Validating Data #1: User Input

Having seen a couple of posts on data validation coming by I decided to tackle this issue in a couple of blogs of which this one is the first. Just to straighten out me thoughts and knowledge on this, and share it with you.

User Input

Like in any other software system NAV will validate data, entered by a user, before it will allow it to be recorded in the database. This validation process is triggered, once a field has been populated and the user leaves the field. This might be for example by:

  • pressing the Enter key
  • using one of the arrow keys or PageUp/PageDown
  • pressing the mouse on another field, control or window

In NAV data validation can be seen as a three step process in the following order.
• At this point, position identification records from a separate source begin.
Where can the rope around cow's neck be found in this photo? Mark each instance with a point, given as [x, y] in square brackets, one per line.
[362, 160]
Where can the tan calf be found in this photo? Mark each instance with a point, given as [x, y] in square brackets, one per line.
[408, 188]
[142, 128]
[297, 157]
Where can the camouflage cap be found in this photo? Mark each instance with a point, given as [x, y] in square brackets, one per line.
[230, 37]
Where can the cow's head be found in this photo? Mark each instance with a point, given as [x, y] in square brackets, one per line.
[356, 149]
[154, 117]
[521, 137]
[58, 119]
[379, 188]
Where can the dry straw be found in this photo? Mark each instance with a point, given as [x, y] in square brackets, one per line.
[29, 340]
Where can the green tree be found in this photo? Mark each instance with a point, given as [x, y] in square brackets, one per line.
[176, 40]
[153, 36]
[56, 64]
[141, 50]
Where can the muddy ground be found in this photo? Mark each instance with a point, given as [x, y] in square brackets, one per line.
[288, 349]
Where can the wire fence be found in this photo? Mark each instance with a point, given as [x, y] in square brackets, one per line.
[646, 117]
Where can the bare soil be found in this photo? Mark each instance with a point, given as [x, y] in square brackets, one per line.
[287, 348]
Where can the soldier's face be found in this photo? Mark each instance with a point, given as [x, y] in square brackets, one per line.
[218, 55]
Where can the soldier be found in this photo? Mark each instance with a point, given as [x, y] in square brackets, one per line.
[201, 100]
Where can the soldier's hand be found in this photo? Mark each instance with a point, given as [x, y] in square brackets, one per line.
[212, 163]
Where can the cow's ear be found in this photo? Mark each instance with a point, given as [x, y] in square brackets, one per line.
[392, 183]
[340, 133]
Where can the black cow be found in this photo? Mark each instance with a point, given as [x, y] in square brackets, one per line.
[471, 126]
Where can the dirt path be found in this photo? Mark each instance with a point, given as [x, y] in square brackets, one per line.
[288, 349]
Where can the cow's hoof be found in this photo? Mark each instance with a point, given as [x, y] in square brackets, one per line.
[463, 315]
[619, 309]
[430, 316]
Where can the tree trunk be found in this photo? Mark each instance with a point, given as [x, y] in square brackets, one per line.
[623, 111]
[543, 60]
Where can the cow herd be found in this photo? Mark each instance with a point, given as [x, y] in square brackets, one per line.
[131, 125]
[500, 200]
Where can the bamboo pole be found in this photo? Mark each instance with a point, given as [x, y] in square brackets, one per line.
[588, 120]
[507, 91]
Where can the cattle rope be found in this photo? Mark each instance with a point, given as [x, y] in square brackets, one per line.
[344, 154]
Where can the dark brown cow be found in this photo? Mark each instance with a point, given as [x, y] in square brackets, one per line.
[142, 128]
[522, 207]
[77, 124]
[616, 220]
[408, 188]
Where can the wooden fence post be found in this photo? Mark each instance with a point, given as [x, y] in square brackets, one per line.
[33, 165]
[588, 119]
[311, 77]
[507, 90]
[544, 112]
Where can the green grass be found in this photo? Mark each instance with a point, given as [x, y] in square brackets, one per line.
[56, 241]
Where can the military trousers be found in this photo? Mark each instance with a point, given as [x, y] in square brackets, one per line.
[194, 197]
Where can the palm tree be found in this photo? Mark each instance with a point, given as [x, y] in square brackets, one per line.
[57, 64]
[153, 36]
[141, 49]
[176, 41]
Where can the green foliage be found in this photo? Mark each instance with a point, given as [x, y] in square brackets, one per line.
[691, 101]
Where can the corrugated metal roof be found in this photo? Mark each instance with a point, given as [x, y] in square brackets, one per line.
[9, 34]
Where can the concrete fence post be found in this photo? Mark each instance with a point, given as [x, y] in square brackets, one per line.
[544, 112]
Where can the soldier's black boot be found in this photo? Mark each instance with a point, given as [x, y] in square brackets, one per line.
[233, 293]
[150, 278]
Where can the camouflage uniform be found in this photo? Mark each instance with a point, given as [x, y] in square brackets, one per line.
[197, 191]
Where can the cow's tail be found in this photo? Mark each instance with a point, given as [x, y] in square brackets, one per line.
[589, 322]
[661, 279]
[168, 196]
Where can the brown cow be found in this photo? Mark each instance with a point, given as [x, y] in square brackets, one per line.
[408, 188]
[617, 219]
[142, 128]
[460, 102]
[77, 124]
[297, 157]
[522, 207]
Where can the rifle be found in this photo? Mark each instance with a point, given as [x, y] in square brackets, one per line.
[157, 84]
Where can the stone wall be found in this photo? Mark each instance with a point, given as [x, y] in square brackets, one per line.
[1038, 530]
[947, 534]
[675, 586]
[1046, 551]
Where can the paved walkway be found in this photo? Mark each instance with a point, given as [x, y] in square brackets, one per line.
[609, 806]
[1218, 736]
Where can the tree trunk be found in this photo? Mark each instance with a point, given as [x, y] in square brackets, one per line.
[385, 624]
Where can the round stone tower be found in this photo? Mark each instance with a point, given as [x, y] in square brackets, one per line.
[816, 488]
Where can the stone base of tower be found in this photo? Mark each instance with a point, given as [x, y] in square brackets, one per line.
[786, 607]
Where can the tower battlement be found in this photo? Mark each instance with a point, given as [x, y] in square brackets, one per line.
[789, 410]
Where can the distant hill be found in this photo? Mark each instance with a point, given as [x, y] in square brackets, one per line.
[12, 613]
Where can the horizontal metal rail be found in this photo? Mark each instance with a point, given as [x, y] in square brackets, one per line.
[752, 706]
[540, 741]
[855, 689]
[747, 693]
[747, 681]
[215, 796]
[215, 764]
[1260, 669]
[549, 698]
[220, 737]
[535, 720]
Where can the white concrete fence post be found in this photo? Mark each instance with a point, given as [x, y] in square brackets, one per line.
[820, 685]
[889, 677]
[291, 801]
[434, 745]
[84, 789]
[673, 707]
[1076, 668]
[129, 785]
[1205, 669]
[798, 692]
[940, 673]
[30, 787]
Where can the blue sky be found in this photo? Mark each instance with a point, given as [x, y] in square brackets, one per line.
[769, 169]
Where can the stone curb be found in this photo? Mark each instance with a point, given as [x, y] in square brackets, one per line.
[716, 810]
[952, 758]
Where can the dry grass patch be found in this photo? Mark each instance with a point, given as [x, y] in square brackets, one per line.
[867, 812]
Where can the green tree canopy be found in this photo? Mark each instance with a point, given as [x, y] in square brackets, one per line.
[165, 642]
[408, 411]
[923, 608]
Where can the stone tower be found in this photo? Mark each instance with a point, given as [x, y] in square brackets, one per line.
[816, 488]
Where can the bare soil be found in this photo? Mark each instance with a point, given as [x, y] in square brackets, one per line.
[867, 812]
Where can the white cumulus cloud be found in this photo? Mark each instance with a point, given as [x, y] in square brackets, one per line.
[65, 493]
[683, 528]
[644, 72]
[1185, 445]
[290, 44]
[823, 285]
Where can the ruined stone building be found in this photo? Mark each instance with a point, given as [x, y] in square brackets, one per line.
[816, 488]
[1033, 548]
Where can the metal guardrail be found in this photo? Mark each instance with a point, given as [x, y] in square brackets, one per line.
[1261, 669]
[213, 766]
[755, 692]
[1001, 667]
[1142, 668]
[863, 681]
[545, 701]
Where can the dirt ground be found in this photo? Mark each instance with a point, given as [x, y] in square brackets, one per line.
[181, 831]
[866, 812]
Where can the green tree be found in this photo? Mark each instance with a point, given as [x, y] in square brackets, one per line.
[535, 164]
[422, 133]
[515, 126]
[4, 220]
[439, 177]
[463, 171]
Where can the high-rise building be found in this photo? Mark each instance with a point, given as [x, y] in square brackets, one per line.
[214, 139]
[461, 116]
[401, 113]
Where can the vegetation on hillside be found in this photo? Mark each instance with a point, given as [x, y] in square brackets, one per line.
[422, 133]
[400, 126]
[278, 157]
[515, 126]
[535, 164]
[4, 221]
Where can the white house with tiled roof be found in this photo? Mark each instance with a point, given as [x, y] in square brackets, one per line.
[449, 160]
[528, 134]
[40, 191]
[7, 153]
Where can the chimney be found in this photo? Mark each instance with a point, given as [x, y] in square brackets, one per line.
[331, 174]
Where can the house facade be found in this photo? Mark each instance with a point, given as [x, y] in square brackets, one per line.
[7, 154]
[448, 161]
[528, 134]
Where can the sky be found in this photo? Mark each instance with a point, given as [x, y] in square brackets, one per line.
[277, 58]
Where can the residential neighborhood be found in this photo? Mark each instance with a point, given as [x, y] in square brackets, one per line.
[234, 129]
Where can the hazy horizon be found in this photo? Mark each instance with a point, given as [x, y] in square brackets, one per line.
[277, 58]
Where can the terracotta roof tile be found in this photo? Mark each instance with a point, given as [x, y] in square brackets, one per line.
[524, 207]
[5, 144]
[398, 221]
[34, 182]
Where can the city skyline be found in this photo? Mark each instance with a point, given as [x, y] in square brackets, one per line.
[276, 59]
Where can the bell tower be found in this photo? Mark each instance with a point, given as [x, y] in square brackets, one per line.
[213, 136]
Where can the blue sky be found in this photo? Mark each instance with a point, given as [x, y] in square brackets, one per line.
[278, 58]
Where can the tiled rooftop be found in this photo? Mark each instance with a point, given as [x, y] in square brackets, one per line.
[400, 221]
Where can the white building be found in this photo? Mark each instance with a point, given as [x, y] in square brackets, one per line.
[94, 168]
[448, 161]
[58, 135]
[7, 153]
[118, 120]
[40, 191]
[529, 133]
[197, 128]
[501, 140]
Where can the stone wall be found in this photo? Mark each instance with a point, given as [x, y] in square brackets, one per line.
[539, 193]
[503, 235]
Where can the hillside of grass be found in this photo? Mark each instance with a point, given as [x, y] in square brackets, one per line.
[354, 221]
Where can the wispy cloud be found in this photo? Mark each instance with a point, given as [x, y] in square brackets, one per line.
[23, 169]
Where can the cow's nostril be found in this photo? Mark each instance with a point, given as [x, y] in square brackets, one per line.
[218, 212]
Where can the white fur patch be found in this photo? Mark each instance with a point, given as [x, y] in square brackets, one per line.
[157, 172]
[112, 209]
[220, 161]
Step 1 – System Validation

Based on the properties of the field the system will check whether the data entered complies to each property. As an example let’s take the Quantity field on a Sales Invoice.

One of the main properties of any field that will be validated is the Data Type property. Being Decimal for our Quantity field this means that only decimal data can be entered into this field and any deviation from that should lead to an error thrown by the system. Like typing the text error in this field:

Step 2 – Field Validation

Next to system validation, i.e. checking the data entered against default properties of the field, a NAV developer has the possibility of programming additional checks and actions on any field. This is done by writing C/AL code on the OnValidate trigger of the relevant field.

As in the example of the Quantity field we see that quite some code has been written (even more than shown in this screen shot).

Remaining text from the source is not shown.